To put it in Habir’s words. “People cannot all be Christians, this doesn’t work, in the same way that people cannot all be the same. We need many different people, otherwise the world has ‘no flavour'”. The planned change of law allowing dual nationality for immigrant children born in Germany could well be a sign that Germany might finally be ready to embrace its new role as an immigration country – and further develop its “flavour”.
Part 1 of this article, which looks at Berlin’s refugee protests for better treatment, can be found here.
This article is also available in Italian at Il Mitte.
UPDATE, 6 October 2014:
On 19 September 2014, a reform of the German asylum legislation was approved by the Bundesrat, the second chamber of the German Parliament. The new asylum law declares Serbia, Bosnia-Herzegovina and Macedonia to be safe countries of origin. This means that refugees can be deported back to these countries more easily. Human rights organisation have sharply criticised this and pointed to massive discriminations against Roma as well as homo and transsexuals in these countries.

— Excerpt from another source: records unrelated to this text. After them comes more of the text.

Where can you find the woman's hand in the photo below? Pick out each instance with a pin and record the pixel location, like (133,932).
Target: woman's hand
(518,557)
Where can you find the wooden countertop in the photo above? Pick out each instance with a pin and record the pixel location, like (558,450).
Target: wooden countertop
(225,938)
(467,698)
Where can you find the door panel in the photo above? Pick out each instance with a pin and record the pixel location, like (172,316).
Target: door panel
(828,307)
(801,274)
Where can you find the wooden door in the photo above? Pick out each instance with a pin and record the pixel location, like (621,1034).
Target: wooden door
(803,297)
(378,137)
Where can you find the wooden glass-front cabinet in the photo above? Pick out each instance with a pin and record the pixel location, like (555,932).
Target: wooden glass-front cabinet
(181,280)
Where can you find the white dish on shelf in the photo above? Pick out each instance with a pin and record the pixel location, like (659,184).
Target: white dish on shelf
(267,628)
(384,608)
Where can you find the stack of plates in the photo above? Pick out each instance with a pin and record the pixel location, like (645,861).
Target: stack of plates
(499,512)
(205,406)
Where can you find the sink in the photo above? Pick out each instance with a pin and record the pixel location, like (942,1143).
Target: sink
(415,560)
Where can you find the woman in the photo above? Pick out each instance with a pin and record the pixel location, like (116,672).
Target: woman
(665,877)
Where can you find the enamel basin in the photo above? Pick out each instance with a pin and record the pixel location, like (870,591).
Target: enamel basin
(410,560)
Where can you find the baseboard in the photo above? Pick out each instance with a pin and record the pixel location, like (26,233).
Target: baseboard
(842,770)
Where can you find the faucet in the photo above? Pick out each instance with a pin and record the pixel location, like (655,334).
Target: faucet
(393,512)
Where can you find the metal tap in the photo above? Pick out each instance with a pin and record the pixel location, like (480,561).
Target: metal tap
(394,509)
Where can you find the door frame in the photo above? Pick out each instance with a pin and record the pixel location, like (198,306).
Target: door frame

However, the new law also foresees some improvements: the principle of ‘benefits-in-kind’ (“Sachleistungsprinzip”), which means that instead of money asylum seekers receive food packages, clothes etc., will be abolished (except in first reception centres) and Residenzpflicht (the obligation to stay within certain boundaries) softened, which means that after three months, asylum seekers and tolerated refugees can move freely within Germany. According to Pro Asyl, a permanent change of residence, however, is still almost impossible. Access to the labour market will also be improved: the „Vorrangprüfung“ (the principle that an asylum seeker or tolerated refugee can only get a job, for which no German or other European national can be found) will be reduced to 15 months. Besides, the complete ban to work is reduced from nine to only three months. Pro Asyl, however, fears that exceptions will still block access to the labour market for many of the tolerated refugees and criticises that the new regulation will so far only be valid for the next three years and that it is still at the discretion of the authorities if a work permit is issued in the first place.